Maxime also had affairs with John Paul Getty III, artist Max Ernst, and filmmaker Louis Malle.

=== Residences ===
Maxime and McKendry lived on Jane Street in the West Village but due to noise complaints they lost their lease. Their next apartment at 190 Riverside Drive on the Upper West Side was described as having a "whimsical bohemian" aesthetic and was opulently decorated with an abundance of patterns, "Geoffrey Bennison-type fabrics and fanciful flea market objects."

They regularly hosted dinner parties, where de la Falaise tested out her exotic recipes. Because Maxime often practiced what she called "help-less entertaining," they removed the wall between the kitchen and an adjoining room to create a combined cooking and dining area. Guests sat on a long banquette along the wall, opposite a row of chairs arranged around a marble tabletop. Their guests included Warhol, fashion editor Diana Vreeland, musician Mick Jagger, curator Henry Geldzahler, art historian John Richardson, writer Truman Capote, model Penelope Tree, jewelry designer Kenneth Jay Lane, socialites Drue Heinz, Nan Kempner, D.D. Ryan, and Mica Ertegun, as well as members of several prominent British families.

In the 1980s, Maxime lived in an apartment on Fifth Avenue in New York, which she decorated with an eclectic mixture of Indian and African textiles and European antiques. Her home was featured in the September 1988 issue of House & Garden, which described the interiors as "if several fanciful antiques shops have been turned upside down and shaken hard."

She later had a home in Béarn, before settling in Saint-Rémy-de-Provence in southern France. Her Saint-Rémy home, a Provençal farmhouse shared with her friend Sarah St George, was featured in House & Garden in 2001. De la Falaise decorated the house with brightly colored furniture, textiles, mosaics, European antiques, and African-inspired patterns. She also painted furniture and architectural features and designed a carpet for the house.

== Legacy ==
Maxime became known for her bohemian style, incorporating finds from the Paris flea markets into her wardrobe and designs, and helping to popularize flea-market clothing as a source of high fashion. She was described as having a "well-tamed gypsy look."

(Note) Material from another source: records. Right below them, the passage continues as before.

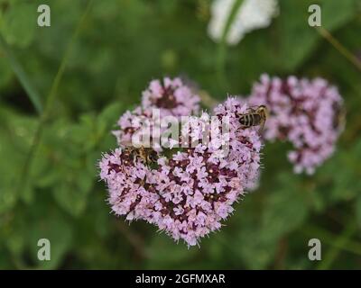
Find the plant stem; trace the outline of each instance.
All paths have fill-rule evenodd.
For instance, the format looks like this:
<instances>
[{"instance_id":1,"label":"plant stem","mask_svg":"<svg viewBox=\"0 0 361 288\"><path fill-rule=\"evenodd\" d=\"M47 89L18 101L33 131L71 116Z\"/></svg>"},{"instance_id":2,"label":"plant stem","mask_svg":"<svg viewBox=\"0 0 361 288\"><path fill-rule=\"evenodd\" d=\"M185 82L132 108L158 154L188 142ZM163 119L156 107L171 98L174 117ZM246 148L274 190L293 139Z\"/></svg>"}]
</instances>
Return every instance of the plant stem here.
<instances>
[{"instance_id":1,"label":"plant stem","mask_svg":"<svg viewBox=\"0 0 361 288\"><path fill-rule=\"evenodd\" d=\"M326 39L341 55L350 61L357 69L361 70L361 61L343 46L332 34L323 27L317 28L317 32Z\"/></svg>"},{"instance_id":2,"label":"plant stem","mask_svg":"<svg viewBox=\"0 0 361 288\"><path fill-rule=\"evenodd\" d=\"M85 9L85 11L84 11L84 13L83 13L79 23L77 24L77 27L76 27L76 29L75 29L75 31L74 31L74 32L73 32L73 34L71 36L71 39L70 39L70 40L69 40L69 44L68 44L68 46L66 48L64 56L62 58L62 59L61 59L60 66L59 67L59 69L58 69L58 72L57 72L57 74L55 76L54 81L52 82L50 93L49 93L47 100L46 100L45 110L43 111L43 112L42 113L42 115L40 117L38 128L37 128L37 130L35 131L32 147L30 148L30 151L29 151L29 153L28 153L28 155L27 155L27 157L25 158L25 163L24 163L24 166L23 166L23 173L21 174L22 179L18 184L19 184L18 191L20 191L20 189L23 186L26 185L27 176L28 176L31 166L32 166L32 158L33 158L33 157L35 155L35 152L36 152L36 149L37 149L37 148L38 148L38 146L40 144L41 138L42 138L42 135L43 126L44 126L46 121L49 118L49 115L50 115L50 112L51 112L51 107L53 105L53 103L54 103L54 101L56 99L59 85L60 85L61 77L62 77L62 76L64 74L64 70L65 70L65 67L66 67L66 64L68 62L68 59L69 59L69 58L70 56L72 45L75 42L75 40L76 40L76 39L77 39L77 37L78 37L82 26L83 26L83 23L84 23L84 22L85 22L85 20L86 20L86 18L87 18L87 16L88 14L89 11L90 11L92 1L93 0L89 0L88 2L87 7L86 7L86 9Z\"/></svg>"},{"instance_id":3,"label":"plant stem","mask_svg":"<svg viewBox=\"0 0 361 288\"><path fill-rule=\"evenodd\" d=\"M226 47L226 40L228 35L229 29L232 25L232 22L235 20L236 13L241 7L243 0L236 0L232 11L227 19L227 22L225 28L222 32L222 37L220 39L218 47L218 54L217 54L217 72L218 76L218 80L221 84L227 84L227 76L225 71L225 63L226 63L226 54L227 54L227 47Z\"/></svg>"},{"instance_id":4,"label":"plant stem","mask_svg":"<svg viewBox=\"0 0 361 288\"><path fill-rule=\"evenodd\" d=\"M6 40L0 33L0 47L4 50L5 56L9 61L9 64L15 74L17 79L22 85L23 88L25 90L30 101L34 106L36 112L41 115L42 112L42 104L40 94L36 88L32 86L32 81L30 81L28 75L23 68L16 57L14 55L11 48L6 43Z\"/></svg>"}]
</instances>

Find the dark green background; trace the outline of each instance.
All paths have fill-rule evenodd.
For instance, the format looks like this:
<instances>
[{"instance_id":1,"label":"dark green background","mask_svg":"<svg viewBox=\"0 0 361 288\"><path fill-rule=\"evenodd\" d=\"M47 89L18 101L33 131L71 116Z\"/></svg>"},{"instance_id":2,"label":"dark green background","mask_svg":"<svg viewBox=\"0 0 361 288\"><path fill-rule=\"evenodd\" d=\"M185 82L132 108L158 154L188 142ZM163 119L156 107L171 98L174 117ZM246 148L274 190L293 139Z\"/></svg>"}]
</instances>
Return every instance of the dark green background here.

English photographer Cecil Beaton reportedly regarded de la Falaise as "the only truly chic Englishwoman of her generation." In 2004, The Independent of London described her as "one of the greatest living style icons."

Her influence continued to be noted by fashion publications after her death. In 2025, British Vogue described de la Falaise as a fixture of the magazine's history and highlighted a 1950 photograph of her by Beaton wearing a mermaid dress by Paquin.